Ford and I hopped a flight to St. Barts recently. Just a weekend away from the grind. The island sits roughly twenty miles off St. Martin. Beautiful, yes. But honestly? I cared about the airport more than the beach.
It’s called Gustaf III Airport. Code: SBH.
It’s the only way most people get here. Ferries exist, sure, but why swim when you can fly over cliffs? Most folks arrive by air because it’s frequent. Direct. Easy.
Here’s the catch. The island is small. And steep. Like, really steep. The runway is squeezed into St. Jean village with the ocean on one side and a sheer drop on the other. Planes usually land facing the water. Which means the approach is terrifying. Or exhilarating. Depending on who you ask.
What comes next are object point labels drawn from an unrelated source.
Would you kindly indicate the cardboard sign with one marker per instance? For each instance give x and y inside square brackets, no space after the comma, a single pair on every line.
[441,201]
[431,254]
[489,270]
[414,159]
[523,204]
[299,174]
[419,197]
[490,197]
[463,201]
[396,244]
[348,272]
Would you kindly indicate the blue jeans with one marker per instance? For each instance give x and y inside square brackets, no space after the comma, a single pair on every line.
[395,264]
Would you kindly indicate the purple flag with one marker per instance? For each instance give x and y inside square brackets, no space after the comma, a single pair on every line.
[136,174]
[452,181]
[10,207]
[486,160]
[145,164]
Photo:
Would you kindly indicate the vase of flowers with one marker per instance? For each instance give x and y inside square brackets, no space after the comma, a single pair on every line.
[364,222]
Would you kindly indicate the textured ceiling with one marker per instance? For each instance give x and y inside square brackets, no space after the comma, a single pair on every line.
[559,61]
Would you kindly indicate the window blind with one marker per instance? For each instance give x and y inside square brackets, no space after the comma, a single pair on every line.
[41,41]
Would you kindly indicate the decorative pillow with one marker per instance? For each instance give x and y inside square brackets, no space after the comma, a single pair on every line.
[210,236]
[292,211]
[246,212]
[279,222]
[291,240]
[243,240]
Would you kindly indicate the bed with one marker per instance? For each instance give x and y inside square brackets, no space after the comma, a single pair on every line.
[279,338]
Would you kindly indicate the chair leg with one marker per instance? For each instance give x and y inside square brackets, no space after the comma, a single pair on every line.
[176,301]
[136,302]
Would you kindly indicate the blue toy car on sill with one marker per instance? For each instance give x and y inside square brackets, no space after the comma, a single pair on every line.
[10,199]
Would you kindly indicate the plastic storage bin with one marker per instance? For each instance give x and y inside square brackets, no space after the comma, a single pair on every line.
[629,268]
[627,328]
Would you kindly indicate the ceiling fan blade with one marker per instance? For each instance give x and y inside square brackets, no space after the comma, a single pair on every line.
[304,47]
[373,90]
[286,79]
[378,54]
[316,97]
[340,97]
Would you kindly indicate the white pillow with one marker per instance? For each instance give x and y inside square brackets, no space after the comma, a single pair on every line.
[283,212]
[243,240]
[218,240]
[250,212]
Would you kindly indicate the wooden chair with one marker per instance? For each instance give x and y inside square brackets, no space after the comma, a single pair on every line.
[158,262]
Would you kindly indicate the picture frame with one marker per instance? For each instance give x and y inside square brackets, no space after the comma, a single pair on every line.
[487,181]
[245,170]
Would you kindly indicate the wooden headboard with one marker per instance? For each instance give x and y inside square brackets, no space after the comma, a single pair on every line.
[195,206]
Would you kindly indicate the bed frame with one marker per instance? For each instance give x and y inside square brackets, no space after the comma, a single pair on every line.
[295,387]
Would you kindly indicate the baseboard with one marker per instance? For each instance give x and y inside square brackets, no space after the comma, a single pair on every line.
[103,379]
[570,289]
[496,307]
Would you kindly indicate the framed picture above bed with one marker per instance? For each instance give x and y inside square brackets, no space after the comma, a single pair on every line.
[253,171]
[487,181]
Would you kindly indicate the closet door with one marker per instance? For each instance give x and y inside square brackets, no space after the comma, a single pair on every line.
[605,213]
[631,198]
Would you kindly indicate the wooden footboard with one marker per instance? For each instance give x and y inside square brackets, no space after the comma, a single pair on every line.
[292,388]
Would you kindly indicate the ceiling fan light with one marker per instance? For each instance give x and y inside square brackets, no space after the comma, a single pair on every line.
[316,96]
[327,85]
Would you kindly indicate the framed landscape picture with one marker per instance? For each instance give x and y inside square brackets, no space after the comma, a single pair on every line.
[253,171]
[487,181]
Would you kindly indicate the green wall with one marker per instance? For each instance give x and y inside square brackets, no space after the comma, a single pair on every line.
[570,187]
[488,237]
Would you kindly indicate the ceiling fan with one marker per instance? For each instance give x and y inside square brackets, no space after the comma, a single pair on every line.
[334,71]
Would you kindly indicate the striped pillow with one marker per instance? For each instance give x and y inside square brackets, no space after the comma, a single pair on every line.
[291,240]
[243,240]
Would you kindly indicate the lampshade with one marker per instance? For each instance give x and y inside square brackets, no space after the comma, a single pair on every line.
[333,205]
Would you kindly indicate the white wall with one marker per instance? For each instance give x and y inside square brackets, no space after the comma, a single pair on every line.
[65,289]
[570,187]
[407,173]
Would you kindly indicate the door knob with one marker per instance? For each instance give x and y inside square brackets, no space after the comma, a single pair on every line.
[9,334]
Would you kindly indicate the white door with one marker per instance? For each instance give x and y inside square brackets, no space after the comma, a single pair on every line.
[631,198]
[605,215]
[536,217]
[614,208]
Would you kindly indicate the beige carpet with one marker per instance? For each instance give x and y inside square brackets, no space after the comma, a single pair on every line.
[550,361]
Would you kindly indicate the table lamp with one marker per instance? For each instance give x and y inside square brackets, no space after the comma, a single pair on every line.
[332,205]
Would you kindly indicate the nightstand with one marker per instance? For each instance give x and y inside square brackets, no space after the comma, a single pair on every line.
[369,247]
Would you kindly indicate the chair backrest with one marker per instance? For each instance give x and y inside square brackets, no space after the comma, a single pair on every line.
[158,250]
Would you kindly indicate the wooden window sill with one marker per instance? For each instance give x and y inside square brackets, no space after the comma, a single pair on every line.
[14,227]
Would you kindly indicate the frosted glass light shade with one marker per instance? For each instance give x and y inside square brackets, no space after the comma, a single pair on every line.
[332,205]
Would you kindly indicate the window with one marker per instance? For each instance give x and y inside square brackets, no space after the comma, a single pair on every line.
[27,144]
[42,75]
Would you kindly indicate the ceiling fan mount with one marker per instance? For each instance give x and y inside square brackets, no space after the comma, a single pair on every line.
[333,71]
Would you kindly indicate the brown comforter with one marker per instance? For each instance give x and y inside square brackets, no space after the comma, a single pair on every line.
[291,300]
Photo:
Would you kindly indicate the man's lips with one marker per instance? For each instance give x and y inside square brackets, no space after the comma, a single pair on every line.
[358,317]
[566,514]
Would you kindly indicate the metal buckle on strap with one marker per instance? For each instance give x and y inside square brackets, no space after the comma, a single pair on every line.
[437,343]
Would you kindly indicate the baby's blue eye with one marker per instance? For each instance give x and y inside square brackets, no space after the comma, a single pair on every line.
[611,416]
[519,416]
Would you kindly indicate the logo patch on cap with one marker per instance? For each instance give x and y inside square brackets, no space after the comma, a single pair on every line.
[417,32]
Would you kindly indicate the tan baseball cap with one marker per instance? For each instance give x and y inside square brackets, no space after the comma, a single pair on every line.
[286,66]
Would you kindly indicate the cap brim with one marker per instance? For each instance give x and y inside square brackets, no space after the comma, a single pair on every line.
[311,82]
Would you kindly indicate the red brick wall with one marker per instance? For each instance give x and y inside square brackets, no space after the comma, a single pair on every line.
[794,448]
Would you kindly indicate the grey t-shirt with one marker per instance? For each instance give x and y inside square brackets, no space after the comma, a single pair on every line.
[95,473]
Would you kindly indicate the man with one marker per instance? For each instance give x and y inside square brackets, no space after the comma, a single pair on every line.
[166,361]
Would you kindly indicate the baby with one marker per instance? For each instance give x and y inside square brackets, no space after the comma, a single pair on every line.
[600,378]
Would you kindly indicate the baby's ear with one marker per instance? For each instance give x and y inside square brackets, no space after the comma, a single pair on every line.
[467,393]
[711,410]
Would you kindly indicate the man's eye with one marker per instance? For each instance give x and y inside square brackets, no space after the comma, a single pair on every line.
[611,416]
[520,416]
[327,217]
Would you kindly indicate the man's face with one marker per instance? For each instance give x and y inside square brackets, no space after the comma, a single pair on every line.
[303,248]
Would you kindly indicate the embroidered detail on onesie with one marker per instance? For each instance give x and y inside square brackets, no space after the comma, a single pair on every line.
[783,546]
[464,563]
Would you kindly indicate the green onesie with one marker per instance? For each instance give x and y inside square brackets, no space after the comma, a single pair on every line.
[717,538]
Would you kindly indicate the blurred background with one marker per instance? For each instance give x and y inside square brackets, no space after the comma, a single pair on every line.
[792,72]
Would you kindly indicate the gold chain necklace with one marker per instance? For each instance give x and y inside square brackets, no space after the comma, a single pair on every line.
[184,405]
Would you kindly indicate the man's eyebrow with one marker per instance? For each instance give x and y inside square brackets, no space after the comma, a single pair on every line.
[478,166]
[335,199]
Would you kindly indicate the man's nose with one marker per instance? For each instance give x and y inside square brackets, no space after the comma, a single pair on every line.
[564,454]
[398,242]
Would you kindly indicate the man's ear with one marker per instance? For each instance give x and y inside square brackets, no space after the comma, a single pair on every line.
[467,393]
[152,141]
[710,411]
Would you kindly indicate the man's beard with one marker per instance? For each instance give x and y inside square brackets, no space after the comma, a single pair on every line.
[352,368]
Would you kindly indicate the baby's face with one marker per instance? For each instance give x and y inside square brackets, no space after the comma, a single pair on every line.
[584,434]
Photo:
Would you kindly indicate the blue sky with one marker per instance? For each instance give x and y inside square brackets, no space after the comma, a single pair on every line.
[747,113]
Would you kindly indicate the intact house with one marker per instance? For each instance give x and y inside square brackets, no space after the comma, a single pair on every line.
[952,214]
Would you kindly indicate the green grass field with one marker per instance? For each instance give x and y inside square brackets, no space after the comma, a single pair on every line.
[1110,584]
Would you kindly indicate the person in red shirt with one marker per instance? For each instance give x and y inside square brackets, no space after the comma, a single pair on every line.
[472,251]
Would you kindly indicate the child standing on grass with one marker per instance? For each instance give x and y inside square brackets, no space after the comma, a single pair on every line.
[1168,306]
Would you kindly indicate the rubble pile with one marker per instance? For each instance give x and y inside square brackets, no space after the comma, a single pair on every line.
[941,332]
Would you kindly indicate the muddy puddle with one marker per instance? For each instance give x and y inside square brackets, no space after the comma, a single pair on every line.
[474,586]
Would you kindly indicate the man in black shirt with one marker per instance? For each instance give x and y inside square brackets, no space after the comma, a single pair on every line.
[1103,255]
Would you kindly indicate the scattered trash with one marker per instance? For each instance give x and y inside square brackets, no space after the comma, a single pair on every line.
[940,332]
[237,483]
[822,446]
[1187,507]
The runway measures 2,119 feet. Short? Yes. But don’t cry for it yet. Saba has 1,312 feet. That’s a record you can’t touch.
For us observers? It’s perfect. There’s a beach next to the strip. And a main road on the hill above. You don’t just watch the planes land. You live in their path.
Who flies here
Jets stay home. The terrain eats them.
You’ll see turboprops. Lots of them. Winair is the king of this hill, blasting in and out of St. Martin every few minutes. Sometimes they leave so fast it feels like a relay race. Tradewind Aviation and St. Barth Commuter show up too. Cape Air and St. Barth Executive make occasional runs. Even West Indies Helicopters do their thing, though rarely.
Winair flies mostly DHC-6s. St. Martin to St. Barts takes ten minutes. Cheaper. Faster.
Tradewind uses Pilatus PC-12s. Often from San Juan. An hour longer. Much more legroom. Much better coffee.
Is it suicide?
People love to rank “dangerous airports.” It’s a fun hobby for the anxious. But let’s look at the facts, not the fear.
Landing at SBH is hard. Yes. The pilots train for this. Specifically for this. They don’t wing it.
Flights only happen when conditions are decent. Visibility must be good. Wind must cooperate. If it looks bad? They turn around. St. Martin is a ten-minute hop. Easy out.
The last fatal crash happened in 2001. Air Caraïbes flight 1231. Pilot error. Thrust asymmetry. It was messy. Sad.
25 years since then. Zero fatal crashes. Despite hundreds of landings a day.
Do I trust it? Absolutely. The safety record speaks for itself.
Safety isn’t about having no risk. It’s about managing it so well, the risk becomes irrelevant.
Spotting and Sitting
In other places, plane spotting is for weirdos in windbreakers.
Not here. Everyone watches. When a plane screams overhead on its final approach, people stop their cars. They take videos. It’s just what you do.
Go up the hill road. You can see everything from above. Or go down near the tarmac. The hill blocks incoming traffic though. You’ll sit there staring at grass if you aren’t careful. Download Flightradar24. Know when they’re coming.
Sometimes an hour passes. Nothing happens.
Then five planes drop in ten minutes.
From inside? Even better. The terminal is open-air. Charming. Almost European, but simpler. You check in, then walk up to the “lounge.” It’s not VIP. It’s just a room. AC blasting. Couches facing the runway. Air France has offices there since everyone connects through them.
No security checks. Really.
You just walk through immigration and wait for your seat. Boarding starts. You walk down. Get in the propeller plane.
The Drop
I’ve taken Winair and Tradewind. Both landings felt similar. Until the hill.
You cruise along. Smooth. Then the engine cuts power slightly. The nose pitches up. And you fall.
It feels like your stomach is somewhere back at St. Martin. The runway appears out of nowhere. Too close? No. Perfect timing.
The DHC-6 stops in seconds. Brake hard. Reverse thrust. You’re taxiing before the adrenaline fades.
The Pilatus felt more alive. Every bump in the air translated to your seat. More intimate. Less buffered.
Takeoff is boring by comparison. High power. Short run. Climb over the water. Standard procedure.
The terminal has a restaurant. There are shops. It’s airy and light. You watch a Winair double up on the ramp while eating a salad. It’s weird. I loved it.
We came for the island. We stayed for the approach.
Most travelers hate the steep drop. I wish they stayed in their seats. Watching from the car? Even better.
If you fly commercial often. Try this. Once. Before the mountain wins.